Now that I have prefaced the idea sufficiently, on with the point: This past Saturday night, I filled in for our church’s pastor (who was taking a much-deserved vacation) for our fledgling “seeker” service and spoke to fairly limited numbers about the concept of faith, one of my points being that faith gets a unfair rap. Part of my own realization in preparing for the message is that one of reasons for this is the conflation of one contextual definition for all usages – that is, people argue against only one usage of ‘faith’ whenever they hear faith in any context. So when Sam Harris says, “Faith is what credulity becomes when it finally achieves escape velocity from the constraints of terrestrial discourse–constraints like reasonableness, internal coherence, civility, and candor” (The End of Faith, p.65), he is talking about something very much different from William James’ assertion that “Faith means belief in something concerning which doubt is theoretically possible” or Oswald Chambers’ definition of faith as “deliberate confidence in the character of God whose ways you may not understand at the time.” It is clear that there is a common bond, but certainly Harris’ usage does not apply to James’ or Chambers’ statements.
But Harris’ whole book is dedicated to the idea that faith is inherently irrational, resistance to logic, incoherent, and just plain unreasonable, and his argument is about all religious people, not just religious people who are irrational. In the end, Harris implicates what amounts to millions of people who do not fit his definition of faith. The reason?

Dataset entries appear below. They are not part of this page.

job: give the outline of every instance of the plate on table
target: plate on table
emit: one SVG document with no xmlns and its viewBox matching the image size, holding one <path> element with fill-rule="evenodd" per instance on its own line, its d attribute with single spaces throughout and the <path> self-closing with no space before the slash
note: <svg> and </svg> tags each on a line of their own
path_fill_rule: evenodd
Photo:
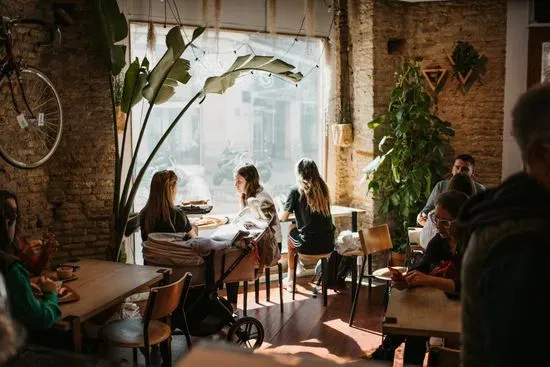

Because religion is associated with faith, and faith for Harris (and many others) means simply “firm belief in something for which there is no proof.” But certainly that is not what religious people mean by faith in quite a number of contexts, and words like “confidence” (lit., “with faith”) betray a deeper meaning visible in the etymology of the word – it really has to do with trust, in some cases cognitive (trust in one’s noetic devices or in the providence of a deity) and in others relational (as in marital fidelity or the faith of duty in the Marines’ motto, Semper Fidelis), among others. What Harris has is largely a disconnect from how people normatively use the word ‘faith’ to describe something that actually applies to them, and as a result, Harris ends up abusing language by taking all usages of the word to mean what he thinks faith means. Forgive me for being a little bit over-the-top, but I would call this linguistic tyranny.
I don’t think Harris is alone in this particular abuse, and certainly he shares this with people who try to force the flexible structure into a box that suits them, but it is not reasonable as such. All that ends up happening is a lack of proper communication and an abuse of linguistic power, and with as far as we’ve come, you think we’d know better by now.